Climate Grief in the Everglades
"It's not dying. It's morphing. It's morphing into something that is so different from what you fell in love with."
Last week a story I’ve been working on all year published online, and I didn’t tell anybody. It’s the Audubon winter cover story, which is about climate change in the Everglades, how it’s altered the ecology of Florida Bay, and how scientists down there have changed the way they approach conservation given that things will never be the same again—told through the lens of a goofy pink bird called the Roseate Spoonbill.

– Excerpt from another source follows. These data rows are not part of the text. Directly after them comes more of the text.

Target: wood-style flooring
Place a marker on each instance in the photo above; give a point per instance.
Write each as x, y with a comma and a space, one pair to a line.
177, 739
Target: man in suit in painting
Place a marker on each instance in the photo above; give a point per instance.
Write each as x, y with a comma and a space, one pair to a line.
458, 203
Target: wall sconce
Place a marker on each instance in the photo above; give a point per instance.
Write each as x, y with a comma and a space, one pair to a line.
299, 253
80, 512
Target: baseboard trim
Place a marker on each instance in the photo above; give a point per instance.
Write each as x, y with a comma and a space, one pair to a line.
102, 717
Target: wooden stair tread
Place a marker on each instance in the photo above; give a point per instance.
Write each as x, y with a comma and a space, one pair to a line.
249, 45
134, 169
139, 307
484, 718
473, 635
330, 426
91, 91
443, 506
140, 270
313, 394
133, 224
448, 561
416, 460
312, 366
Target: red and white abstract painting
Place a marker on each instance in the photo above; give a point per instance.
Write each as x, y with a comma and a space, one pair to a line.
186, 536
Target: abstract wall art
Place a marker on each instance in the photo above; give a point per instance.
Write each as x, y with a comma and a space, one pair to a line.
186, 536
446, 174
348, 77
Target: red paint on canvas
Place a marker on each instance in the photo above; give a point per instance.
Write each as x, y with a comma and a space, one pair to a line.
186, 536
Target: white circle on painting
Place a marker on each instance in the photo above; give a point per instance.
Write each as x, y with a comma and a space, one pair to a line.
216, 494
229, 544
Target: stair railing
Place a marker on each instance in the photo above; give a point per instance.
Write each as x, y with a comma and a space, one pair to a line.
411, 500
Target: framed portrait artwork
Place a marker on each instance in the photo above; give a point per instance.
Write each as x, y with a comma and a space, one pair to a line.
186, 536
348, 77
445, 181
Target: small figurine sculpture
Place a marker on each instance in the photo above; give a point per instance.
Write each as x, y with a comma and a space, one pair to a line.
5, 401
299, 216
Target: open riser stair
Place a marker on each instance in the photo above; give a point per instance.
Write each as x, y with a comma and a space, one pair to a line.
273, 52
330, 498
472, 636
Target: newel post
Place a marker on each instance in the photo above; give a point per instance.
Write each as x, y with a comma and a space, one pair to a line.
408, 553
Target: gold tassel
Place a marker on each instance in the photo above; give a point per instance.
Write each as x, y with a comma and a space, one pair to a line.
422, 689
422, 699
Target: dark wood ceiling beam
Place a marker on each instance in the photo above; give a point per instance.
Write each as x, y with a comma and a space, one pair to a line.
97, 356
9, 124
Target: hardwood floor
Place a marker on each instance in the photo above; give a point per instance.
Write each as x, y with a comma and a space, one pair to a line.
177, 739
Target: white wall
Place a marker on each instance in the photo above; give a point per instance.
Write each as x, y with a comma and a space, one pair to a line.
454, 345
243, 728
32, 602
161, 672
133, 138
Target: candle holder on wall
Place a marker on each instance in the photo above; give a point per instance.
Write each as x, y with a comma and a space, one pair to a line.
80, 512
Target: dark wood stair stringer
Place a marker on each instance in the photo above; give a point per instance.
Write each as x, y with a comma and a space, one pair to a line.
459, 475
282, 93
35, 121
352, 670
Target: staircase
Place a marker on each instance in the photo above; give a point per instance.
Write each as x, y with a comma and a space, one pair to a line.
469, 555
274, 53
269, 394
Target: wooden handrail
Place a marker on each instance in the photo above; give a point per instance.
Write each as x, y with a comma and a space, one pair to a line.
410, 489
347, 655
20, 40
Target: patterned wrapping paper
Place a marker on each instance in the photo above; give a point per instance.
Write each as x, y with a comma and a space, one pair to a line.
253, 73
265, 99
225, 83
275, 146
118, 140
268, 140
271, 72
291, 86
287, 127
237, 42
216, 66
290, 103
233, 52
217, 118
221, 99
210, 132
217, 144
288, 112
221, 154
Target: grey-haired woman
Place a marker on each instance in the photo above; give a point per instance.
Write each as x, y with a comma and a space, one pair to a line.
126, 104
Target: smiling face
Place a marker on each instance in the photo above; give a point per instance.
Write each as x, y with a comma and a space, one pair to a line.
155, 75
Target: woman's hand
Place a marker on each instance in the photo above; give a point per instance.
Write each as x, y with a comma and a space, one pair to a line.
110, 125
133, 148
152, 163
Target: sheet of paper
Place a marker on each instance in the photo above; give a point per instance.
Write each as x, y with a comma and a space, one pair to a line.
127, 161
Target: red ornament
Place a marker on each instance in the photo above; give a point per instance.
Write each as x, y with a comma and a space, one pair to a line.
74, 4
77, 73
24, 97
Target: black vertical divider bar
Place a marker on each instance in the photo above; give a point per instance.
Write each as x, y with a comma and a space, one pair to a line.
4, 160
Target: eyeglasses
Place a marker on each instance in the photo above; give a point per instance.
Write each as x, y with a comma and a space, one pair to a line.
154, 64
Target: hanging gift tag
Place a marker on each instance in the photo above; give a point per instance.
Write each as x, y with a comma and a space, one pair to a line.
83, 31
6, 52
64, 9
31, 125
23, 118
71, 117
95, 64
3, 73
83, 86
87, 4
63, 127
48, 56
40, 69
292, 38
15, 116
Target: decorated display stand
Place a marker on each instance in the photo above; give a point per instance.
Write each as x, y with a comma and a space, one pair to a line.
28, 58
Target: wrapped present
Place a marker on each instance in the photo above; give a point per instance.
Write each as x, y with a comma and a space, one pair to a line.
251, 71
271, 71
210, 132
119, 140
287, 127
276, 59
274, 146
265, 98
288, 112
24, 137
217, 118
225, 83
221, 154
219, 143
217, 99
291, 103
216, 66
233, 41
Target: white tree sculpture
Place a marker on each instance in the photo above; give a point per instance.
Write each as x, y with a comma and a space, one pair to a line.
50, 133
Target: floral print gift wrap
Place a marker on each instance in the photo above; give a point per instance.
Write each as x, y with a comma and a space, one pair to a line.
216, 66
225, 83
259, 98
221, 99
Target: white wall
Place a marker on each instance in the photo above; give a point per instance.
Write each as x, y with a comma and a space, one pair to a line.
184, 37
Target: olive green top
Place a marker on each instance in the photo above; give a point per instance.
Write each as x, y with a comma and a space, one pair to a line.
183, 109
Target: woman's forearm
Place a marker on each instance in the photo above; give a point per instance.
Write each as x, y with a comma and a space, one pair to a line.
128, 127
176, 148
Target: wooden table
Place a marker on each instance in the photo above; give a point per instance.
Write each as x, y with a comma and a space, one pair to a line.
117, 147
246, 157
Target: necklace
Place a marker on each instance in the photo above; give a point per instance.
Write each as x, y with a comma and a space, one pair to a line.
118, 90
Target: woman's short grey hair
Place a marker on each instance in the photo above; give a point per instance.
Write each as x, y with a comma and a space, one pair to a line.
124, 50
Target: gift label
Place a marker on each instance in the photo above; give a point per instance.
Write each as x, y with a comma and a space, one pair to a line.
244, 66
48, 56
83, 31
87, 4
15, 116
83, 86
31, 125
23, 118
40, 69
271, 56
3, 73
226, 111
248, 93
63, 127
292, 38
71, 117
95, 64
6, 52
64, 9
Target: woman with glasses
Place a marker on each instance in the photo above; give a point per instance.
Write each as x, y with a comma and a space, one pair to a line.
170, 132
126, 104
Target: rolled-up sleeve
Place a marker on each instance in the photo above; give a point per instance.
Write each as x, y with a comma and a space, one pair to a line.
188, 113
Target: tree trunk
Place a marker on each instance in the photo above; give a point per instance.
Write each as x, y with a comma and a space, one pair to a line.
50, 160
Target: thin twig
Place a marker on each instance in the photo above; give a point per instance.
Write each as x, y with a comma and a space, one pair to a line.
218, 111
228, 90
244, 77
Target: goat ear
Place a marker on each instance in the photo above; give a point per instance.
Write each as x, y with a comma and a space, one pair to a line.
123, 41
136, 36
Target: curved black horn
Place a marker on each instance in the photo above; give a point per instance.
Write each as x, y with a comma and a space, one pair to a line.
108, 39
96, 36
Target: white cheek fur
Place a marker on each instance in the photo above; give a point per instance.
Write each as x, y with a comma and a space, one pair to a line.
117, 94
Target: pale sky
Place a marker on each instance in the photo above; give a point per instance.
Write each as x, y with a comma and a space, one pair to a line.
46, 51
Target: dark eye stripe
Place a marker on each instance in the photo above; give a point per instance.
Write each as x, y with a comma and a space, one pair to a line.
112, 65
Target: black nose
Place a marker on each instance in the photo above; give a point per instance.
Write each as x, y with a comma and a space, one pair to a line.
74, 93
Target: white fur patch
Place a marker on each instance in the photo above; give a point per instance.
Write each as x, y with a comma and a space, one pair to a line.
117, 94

I had coffee with a friend yesterday and admitted that the story was out and yet I hadn’t really shared it, that I knew I needed to put it in the newsletter and tweet it out, etc. But I couldn’t bring myself to do it. The project fully absorbed six months of my year. I poured so much into it, it means so much to me, and so I can’t show it to anyone. My private obsession is now being mailed to hundreds of thousands of people! “It’s too vulnerable,” she agreed. So here I am, starting out my Thursday morning by getting vulnerable, I guess. A writer’s life: Gutting myself in public and asking everyone to look at my entrails.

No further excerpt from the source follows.